Dagster is an orchestration and automation platform which makes writing and running this type of automation easier and more maintainable. Dagster will take care of the following:
- Running tasks in an in automated fashion;
- Combining jobs into end to end pipelines and graphs;
- Running graphs of tasks in the most efficient way;
- Providing monitoring and alerting capabilities;
- Automatically retrying failed jobs;
- Providing a visual interface for monitoring the data orchestration processes across the business.
Why Use Dagster?
Data orchestration is a very common requirement within businesses who have any kind of data and analytics capability.
Traditionally, they have delivered this using combination of proprietary ETL tooling and bespoke scripting. These solutions are often difficult and risky to change, require significant maintenence, and can lack robustness and eliability. They will also lack important features such as error handling, retry logging, monitoring and secure role based access control.
Using a platform like Dagster for orchestration avoids all of the above issue, enabling your team with a much more powerful and reliable platform. This means that data teams can focus purely on their own domain rather than building bespoke automation tools.

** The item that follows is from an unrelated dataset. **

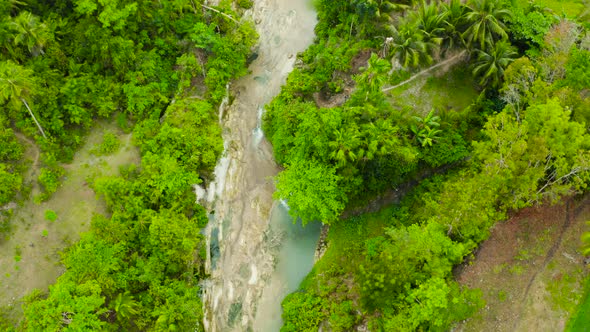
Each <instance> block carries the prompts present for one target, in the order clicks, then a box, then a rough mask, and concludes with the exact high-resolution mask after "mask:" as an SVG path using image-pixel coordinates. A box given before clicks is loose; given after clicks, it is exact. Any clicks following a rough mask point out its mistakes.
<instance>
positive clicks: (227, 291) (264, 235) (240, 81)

Other benefits of Dagster include:
- Python logic - The automation tasks are defined using plain Python. This means that they are open, portable and easier to understand than say the logic embedded within a legacy ETL tool;
- Software Development Lifecycle - By moving from a proprietary tool to code, we can benefit from developer-like practices including version control and unit testing;
- Clean and reusable code - Dagster encourages clean code, where each task is seperately defined and abstracted;
- Improved reliability - Dagster will take over responsiblity for running our execution graphs, improving reliability of your data delivery;
- Better audit and logging - Dagster will provide better visibility of what actually happened to help with debugging and audit requirements;
- Single Pain Of Glass - Dagster provides a very powerful administration GUI for full oversight of what is happening in all of the data orchestration workflows.

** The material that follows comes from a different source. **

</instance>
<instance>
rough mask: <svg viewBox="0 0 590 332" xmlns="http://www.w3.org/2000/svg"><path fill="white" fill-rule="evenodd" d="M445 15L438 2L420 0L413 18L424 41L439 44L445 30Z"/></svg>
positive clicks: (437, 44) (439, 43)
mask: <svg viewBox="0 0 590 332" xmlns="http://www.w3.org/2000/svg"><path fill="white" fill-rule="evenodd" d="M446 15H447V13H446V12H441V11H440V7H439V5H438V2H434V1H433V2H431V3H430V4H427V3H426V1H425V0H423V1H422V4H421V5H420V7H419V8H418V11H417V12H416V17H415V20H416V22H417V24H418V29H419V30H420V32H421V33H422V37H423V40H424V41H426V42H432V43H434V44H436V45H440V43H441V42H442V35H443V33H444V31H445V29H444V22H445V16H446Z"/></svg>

Where Does Dagster Fit Into The Modern Data Stack
Many data teams are implementing Modern Data Stacks to provide their data and analytics capabilities.
Dagster can be thought of as the glue code, orchestrating data between the different phases of it's journey.
Dagster itself fits our definition of a Modern Data Stack tool. It's open source, lightweight to run, very scalable, and can be used purely as a cloud hosted SaaS solution if you do not with to manage your own instance.
Dagster is not the only tool in the data orchestration space.
Apache Airflow is the most commonly deployed tool. It has many similiarites to Airflow including the Python based DAG, but it is much older which sometimes shows in the architecture.
The key differentiators of Dagster as we see them:
- Dagster introduces the concept of a data asset as a first class citizen, whereas Airflow is more of a job runner;
- Dagster makes it easier to develop and test your pipelines before moving them into production. This reduces the risk of production deploys.
Prefect also has market share in this area. Again it is a Python based platform which is modernising after the lessons of Airflow.